# Live in Spain work in Gibraltar



## jurassicmum (Aug 24, 2009)

Newbie-be kind

We (me, hubby & 4 kids 1-17) want to move to the area just east of Gibraltar but no further than Estepona. Hubby going to be working on The Rock but we want to live Spanish!lane:

My Spanish is quite good and I want the kids to go to good public local schools. We would like to get involved with the community while having the back-up of a few expats:clap2:

Sabanillas old town has been suggested but I'm really looking for some good views from people living in the area.:ranger:

All help welcome:tongue1:


----------



## jimenato (Nov 21, 2009)

jurassicmum said:


> Newbie-be kind
> 
> We (me, hubby & 4 kids 1-17) want to move to the area just east of Gibraltar but no further than Estepona. Hubby going to be working on The Rock but we want to live Spanish!lane:
> 
> ...


The first choice to make is campo or costa. There are some lovely inland pueblos near to Gibraltar - Jimena de la Frontera and Manilva have thriving expat communities while remaining very Spanish. 

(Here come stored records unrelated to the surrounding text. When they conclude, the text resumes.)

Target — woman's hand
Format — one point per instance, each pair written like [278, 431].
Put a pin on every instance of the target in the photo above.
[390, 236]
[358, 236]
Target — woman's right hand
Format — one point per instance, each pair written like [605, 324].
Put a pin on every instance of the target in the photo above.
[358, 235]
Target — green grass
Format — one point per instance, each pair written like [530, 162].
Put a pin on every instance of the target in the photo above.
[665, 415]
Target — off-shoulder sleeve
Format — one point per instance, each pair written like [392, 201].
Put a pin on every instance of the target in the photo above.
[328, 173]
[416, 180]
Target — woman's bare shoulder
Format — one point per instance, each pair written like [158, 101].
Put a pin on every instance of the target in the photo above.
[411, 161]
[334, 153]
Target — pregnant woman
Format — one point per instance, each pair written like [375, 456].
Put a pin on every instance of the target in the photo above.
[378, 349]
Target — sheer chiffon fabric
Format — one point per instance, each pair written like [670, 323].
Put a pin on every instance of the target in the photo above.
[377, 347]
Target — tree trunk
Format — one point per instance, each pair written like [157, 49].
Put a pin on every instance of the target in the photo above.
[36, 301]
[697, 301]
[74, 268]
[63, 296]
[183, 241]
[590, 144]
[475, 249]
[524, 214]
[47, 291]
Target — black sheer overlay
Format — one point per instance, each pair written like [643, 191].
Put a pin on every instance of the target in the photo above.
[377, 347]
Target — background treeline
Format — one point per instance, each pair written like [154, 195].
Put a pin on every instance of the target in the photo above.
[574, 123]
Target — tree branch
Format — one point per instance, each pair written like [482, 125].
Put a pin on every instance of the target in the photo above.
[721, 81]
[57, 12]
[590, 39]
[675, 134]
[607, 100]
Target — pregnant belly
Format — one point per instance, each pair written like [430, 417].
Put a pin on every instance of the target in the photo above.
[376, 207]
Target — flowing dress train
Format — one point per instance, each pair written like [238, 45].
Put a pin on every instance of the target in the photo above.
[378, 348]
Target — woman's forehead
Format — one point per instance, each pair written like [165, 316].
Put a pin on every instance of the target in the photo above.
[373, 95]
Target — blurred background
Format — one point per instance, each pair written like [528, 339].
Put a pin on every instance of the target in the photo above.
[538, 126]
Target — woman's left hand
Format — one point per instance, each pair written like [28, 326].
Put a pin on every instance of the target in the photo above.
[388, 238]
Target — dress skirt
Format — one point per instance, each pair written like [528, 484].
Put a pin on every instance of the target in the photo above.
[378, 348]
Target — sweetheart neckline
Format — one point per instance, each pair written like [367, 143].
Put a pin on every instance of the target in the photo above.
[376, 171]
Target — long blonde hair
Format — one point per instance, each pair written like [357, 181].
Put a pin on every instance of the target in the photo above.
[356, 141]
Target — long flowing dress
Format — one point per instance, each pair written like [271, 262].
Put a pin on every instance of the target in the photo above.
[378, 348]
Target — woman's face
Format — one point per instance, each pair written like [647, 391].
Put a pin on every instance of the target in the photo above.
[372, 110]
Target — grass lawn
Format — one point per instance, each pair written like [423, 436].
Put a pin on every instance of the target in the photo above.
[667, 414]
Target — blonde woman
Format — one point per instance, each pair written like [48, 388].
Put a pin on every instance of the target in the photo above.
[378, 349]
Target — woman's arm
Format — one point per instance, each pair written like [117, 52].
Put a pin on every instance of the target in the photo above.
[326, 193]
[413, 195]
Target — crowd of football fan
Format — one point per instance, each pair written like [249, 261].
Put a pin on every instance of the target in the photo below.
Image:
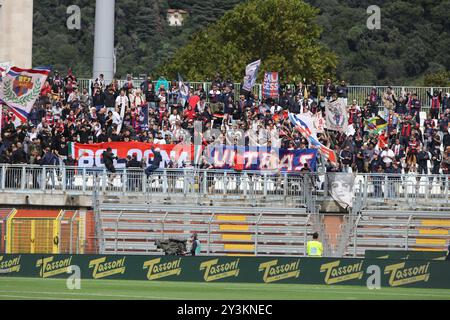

On the coast, running westward from Gib are Sotogrande (expensive), Sabinillas and Estepona - all good choices. Sotogrande has a large (and expensive) international (English language) school and the nearby village of Torreguadiaro is still largely Spanish. 

La Linea (right by the Gib Border) has a bit of a rough reputation but is improving. It is large and has all facilities.

Hope that helps.....


----------